Intraday Market Thoughts

Mixed Signals Ahead of LTRO & Cause/Effect Analysis

by Adam Button
Feb 29, 2012 1:14

Mixed US data on durable goods orders and consumer confidence as well as the announcement of an Irish referendum led to choppy trading. EUR was the best performer while NZD and USD lagged. Markets are unlikely to make large moves ahead of the LTRO. EURUSD premium trades awaiting to be filled. See Ashraf's Cause & Effect Analysis Ahead of LTRO. Ashraf will preview the LTRO on CNBC, Tuesday at 6:20 am GMT.

US durable goods orders fell far short of expectations, with non-defense capital goods orders ex-air falling 4.5% compared to -1.3% expected in January. There was talk of skew in the data due to the beginning of the quarter and year but it raises questions about the sustainability of the US recovery.

On the other hand, consumer confidence hit a one-year high of 70.8 compared to 63.0 expected and the Richmond Fed climbed to +20 versus the +14 consensus.

The euro briefly fell below 1.34 after Ireland decided to put the new US fiscal oversight rules to a referendum. The losses were short-lived and EUR/USD rallied to 1.3469 shortly afterward.

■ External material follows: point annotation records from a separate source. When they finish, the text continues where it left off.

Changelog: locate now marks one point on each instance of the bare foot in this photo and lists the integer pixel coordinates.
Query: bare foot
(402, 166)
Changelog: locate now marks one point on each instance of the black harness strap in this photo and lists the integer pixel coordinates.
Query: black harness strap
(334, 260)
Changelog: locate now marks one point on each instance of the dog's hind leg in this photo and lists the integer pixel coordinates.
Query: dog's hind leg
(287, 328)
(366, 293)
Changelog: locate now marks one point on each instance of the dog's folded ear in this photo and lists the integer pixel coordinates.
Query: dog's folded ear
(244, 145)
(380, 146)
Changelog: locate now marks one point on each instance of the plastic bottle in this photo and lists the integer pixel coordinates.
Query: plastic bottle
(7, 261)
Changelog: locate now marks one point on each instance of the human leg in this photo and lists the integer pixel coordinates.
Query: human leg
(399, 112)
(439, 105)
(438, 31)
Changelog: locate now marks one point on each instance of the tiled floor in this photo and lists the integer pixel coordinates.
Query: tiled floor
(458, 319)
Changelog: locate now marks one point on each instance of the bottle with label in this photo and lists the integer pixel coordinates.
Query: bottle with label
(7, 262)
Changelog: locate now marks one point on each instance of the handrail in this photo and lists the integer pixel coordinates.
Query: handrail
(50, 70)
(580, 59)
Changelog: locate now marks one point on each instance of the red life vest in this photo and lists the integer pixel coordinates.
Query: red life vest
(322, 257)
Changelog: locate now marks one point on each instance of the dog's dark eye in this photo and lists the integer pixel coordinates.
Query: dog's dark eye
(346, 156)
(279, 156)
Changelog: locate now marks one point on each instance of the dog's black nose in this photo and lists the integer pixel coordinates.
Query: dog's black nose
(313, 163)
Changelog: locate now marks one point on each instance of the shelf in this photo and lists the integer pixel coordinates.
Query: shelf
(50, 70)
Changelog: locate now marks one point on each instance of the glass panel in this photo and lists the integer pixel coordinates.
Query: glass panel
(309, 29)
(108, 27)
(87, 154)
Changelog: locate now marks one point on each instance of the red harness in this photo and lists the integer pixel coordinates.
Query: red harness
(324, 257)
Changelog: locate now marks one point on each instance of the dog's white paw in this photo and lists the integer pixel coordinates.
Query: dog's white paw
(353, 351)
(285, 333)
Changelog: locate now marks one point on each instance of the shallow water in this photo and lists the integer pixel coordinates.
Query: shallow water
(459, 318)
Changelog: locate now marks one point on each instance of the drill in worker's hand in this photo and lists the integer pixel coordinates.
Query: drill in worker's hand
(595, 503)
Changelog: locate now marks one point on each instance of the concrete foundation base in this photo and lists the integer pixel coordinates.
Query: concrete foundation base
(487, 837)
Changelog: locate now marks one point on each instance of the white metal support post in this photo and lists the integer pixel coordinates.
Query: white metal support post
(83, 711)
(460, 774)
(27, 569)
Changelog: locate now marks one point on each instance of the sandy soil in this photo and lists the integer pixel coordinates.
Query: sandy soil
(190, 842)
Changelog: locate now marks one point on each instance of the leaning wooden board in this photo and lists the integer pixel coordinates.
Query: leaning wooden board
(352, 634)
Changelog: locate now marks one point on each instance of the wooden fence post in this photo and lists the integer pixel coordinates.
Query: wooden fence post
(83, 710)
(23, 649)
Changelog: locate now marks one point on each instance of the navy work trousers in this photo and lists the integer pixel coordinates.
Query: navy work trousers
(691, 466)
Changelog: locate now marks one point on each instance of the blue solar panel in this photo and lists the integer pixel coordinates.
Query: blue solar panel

Wednesdays LTRO, to be revealed at 1015 GMT, is a major risk event. The consensus on the take up is for just under 500 billion euros. Anything from 375B to 600B may not have a huge effect so long as the number of banks participating is high. The knee-jerk reaction to a disappointing number would be a drop in risk appetite due to perceived risks in European banking and less cheap money to flow into sovereigns. The knee jerk reaction to a high take-up will be to buy euros. Over time, however, both knee jerk reactions may be reversed depending on how sovereign bonds and bank stocks react.


Ashraf told the media earlier today that markets were looking at the LTRO from a CAUSE & EFFECT stand point; If the LTRO take up is on the lower end (less than EUR 300 billion) then markets may focus on the CAUSE being that banks require less support, which is a positive. In the case of a larger than expected take-up (above EUR 1 trillion), markets may also deem it as a positive because they would focus on the EFFECT this would have (further lowering bond yields and shoring up banks).